The purpose of this short piece is not to heap guilt onto any already emotionally-battered population. It is simply to point to a huge fallibility in our brain’s threat-detection mechanism.

Forty Years and You’re On Your Own!

This phrase sums up the reality of human natural selection. Being the result of a billion plus years of biological evolution, natural selection has forged us according to one overriding criteria - survive long enough to raise the next generation.

Those traits that forward this purpose will survive. Those that don’t will fail to make it.

For humans, this basically means that our body is highly equipped to survive for forty years - the average length of time it takes to raise another generation. After that, we’re on our own. Once our forty years are up, it’s increasingly down to us to stay in shape and to create a good life for ourselves. Nature ain’t gonna do it for us.

It’s brutal. But it is what it is.

The areas of our brain that assess threat and mediate our response to it - our amygdala and autonomic nervous system - evolved in line with these criteria. Any threat likely to stop us from reproducing, or from reaching our 40th birthday, we developed defences against via natural selection. But if a threat was non-critical until after this age, then as far as Nature was concerned, it didn’t really matter. We’d already fulfilled our natural purpose and could die off without jeopardising the survival of the species.

Response to Threat

When those areas of our brain charged with protecting us perceive a threat, they trigger a response from our autonomic nervous system - fight or flight. Our body floods with adrenaline and cortisol to ready ourselves. Our breathing changes and our heart beats more prominently. Our capacity to undertake routine tasks - digesting or taking in a wide view for example - stop and all our energy is focused and mobilised for battle or escape.

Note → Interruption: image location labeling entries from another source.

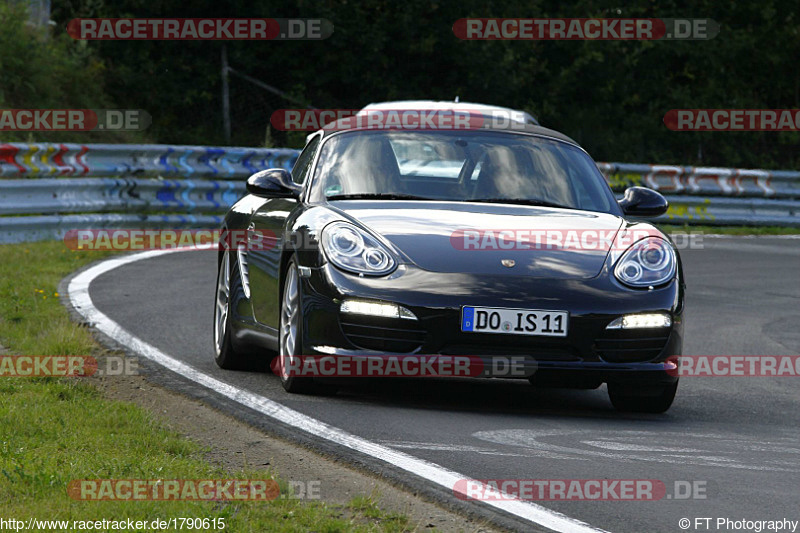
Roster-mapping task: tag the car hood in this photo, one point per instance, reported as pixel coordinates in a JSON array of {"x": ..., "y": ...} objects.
[{"x": 491, "y": 239}]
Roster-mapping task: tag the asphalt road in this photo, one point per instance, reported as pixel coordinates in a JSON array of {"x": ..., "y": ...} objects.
[{"x": 737, "y": 437}]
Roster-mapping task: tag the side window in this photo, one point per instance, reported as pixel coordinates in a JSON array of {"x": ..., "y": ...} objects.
[{"x": 304, "y": 160}]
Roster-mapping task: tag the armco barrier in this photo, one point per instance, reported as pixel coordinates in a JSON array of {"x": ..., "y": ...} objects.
[
  {"x": 109, "y": 160},
  {"x": 92, "y": 186},
  {"x": 48, "y": 189}
]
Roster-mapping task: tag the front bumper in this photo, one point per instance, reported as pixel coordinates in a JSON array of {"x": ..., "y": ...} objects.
[{"x": 588, "y": 355}]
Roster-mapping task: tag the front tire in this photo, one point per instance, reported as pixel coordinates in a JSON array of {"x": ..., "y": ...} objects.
[
  {"x": 226, "y": 355},
  {"x": 637, "y": 400},
  {"x": 290, "y": 334}
]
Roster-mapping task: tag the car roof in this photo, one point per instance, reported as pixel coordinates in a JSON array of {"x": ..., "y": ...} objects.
[
  {"x": 351, "y": 124},
  {"x": 441, "y": 105}
]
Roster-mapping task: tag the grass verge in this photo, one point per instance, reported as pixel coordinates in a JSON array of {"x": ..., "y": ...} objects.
[{"x": 53, "y": 431}]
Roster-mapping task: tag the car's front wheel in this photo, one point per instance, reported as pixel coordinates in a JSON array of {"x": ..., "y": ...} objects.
[
  {"x": 226, "y": 355},
  {"x": 639, "y": 400},
  {"x": 290, "y": 334}
]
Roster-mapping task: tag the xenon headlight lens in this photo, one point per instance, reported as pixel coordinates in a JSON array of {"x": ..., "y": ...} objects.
[
  {"x": 649, "y": 262},
  {"x": 354, "y": 250}
]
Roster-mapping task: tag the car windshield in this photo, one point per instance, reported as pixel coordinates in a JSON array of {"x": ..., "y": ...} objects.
[{"x": 464, "y": 166}]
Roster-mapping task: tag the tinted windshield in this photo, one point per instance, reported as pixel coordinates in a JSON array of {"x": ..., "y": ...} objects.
[{"x": 459, "y": 166}]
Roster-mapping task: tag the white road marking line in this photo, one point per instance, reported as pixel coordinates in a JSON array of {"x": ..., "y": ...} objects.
[{"x": 79, "y": 296}]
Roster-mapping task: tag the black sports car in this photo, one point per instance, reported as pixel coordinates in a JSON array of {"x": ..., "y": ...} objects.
[{"x": 481, "y": 242}]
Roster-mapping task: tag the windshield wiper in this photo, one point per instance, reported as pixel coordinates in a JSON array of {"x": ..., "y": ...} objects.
[
  {"x": 377, "y": 196},
  {"x": 520, "y": 201}
]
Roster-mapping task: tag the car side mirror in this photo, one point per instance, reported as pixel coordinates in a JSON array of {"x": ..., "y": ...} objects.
[
  {"x": 643, "y": 202},
  {"x": 273, "y": 183}
]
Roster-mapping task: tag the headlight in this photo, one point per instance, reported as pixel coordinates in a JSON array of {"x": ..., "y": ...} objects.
[
  {"x": 649, "y": 262},
  {"x": 354, "y": 250}
]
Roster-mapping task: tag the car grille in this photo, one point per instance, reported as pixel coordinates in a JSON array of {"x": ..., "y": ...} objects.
[
  {"x": 631, "y": 346},
  {"x": 539, "y": 353},
  {"x": 397, "y": 335}
]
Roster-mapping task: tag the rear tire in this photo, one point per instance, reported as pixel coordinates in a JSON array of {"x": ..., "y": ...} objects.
[
  {"x": 290, "y": 333},
  {"x": 637, "y": 400},
  {"x": 226, "y": 355}
]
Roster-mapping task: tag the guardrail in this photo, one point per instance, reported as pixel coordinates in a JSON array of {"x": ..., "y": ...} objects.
[
  {"x": 38, "y": 160},
  {"x": 715, "y": 196},
  {"x": 48, "y": 189}
]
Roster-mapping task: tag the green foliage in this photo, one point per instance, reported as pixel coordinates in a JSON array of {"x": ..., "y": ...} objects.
[
  {"x": 39, "y": 70},
  {"x": 611, "y": 96}
]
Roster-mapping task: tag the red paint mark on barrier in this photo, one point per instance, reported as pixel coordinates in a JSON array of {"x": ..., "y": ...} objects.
[{"x": 8, "y": 154}]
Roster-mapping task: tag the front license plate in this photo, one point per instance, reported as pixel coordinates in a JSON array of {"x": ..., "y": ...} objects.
[{"x": 514, "y": 321}]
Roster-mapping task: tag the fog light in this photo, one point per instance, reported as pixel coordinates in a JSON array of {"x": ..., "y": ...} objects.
[
  {"x": 652, "y": 320},
  {"x": 385, "y": 310}
]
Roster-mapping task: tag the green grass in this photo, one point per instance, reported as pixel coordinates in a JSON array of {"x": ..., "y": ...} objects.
[
  {"x": 53, "y": 431},
  {"x": 729, "y": 230}
]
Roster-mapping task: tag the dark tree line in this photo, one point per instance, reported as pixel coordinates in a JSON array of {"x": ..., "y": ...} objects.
[{"x": 611, "y": 96}]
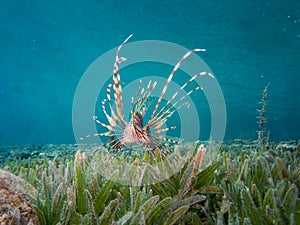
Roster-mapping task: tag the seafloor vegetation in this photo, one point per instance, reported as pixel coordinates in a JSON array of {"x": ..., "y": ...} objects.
[{"x": 233, "y": 187}]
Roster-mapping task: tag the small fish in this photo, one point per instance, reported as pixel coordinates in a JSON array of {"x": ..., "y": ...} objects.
[{"x": 136, "y": 131}]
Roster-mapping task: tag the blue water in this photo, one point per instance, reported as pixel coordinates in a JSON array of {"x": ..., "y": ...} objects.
[{"x": 47, "y": 46}]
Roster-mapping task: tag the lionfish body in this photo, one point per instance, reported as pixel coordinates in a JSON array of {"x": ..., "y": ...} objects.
[{"x": 135, "y": 132}]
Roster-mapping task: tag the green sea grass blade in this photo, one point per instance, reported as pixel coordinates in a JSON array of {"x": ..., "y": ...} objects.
[
  {"x": 283, "y": 173},
  {"x": 145, "y": 210},
  {"x": 80, "y": 185},
  {"x": 137, "y": 202},
  {"x": 186, "y": 201},
  {"x": 176, "y": 215},
  {"x": 290, "y": 200},
  {"x": 196, "y": 220},
  {"x": 108, "y": 213},
  {"x": 205, "y": 177},
  {"x": 58, "y": 204},
  {"x": 249, "y": 207},
  {"x": 124, "y": 219},
  {"x": 104, "y": 194},
  {"x": 157, "y": 211}
]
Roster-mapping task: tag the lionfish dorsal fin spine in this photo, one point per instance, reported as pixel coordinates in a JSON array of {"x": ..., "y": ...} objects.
[
  {"x": 169, "y": 80},
  {"x": 181, "y": 88},
  {"x": 117, "y": 83}
]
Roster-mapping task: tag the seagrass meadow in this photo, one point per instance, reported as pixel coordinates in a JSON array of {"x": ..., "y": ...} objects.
[{"x": 229, "y": 186}]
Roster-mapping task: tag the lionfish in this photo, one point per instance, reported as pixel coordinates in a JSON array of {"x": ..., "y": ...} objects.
[{"x": 122, "y": 133}]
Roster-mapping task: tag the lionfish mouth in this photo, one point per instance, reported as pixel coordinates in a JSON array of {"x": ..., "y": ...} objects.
[{"x": 151, "y": 136}]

This very visceral response is our felt experience of threat. It is utterly palpable. We feel it. In addition, because this response to threat is mediated by the older, pre-human areas of the brain, it also limits our access to rationality. Our rational mind is centred in our neocortex, a far more recent addition to our evolving brain.

As Covid-19 began to hit Western society in February 2020, so media articles repeatedly triggered a huge fight-flight response in the nervous systems of a billion humans. In the face of a limited and seemingly inadequate initial response from Western governments, citizens en masse demanded stronger and stronger measures to keep them safe. Within weeks, initially resistant governments were compelled to comply and to initiate lockdowns.

Contrast this situation with that surrounding Climate Change. For most of us, it is something that we feel governments and industry should be tackling in the background while we broadly get on with our lives. Perhaps we consider buying a Tesla instead of a Ford. Maybe we begin to buy food in recyclable packaging. But the sense of visceral threat is almost totally absent.

This is not because we don’t care. It is simply because the threat that Climate Change presents is not recognised by the areas of our brain associated with threat. Our neocortex understands that action does need to be taken but there are none of the physical, palpable effects that come when our fight-flight system is triggered. Our breathing is normal. Our heart rate is normal.

This lack of visceral response has made fighting Climate Change immensely challenging for those who fully recognise the threat. It requires huge changes to the way our society functions industrially. It has been easy for industrial conglomerates to “push back” against change for greener alternatives by hiring their own scientists to try and refute the risk.

Of course, should a truly epochal event associated with Climate Change visit us then our threat response system will truly trigger. We will find ourselves flooded with adrenaline and absolutely motivated to make change.

The problem is that, by then, it may be too late.


As it seems that we are now coming out of many of the restrictive measures evoked to suppress Covid, I for one will be looking much more attentively at the situation surrounding Climate Change and trying to spread more awareness of the threat being presented.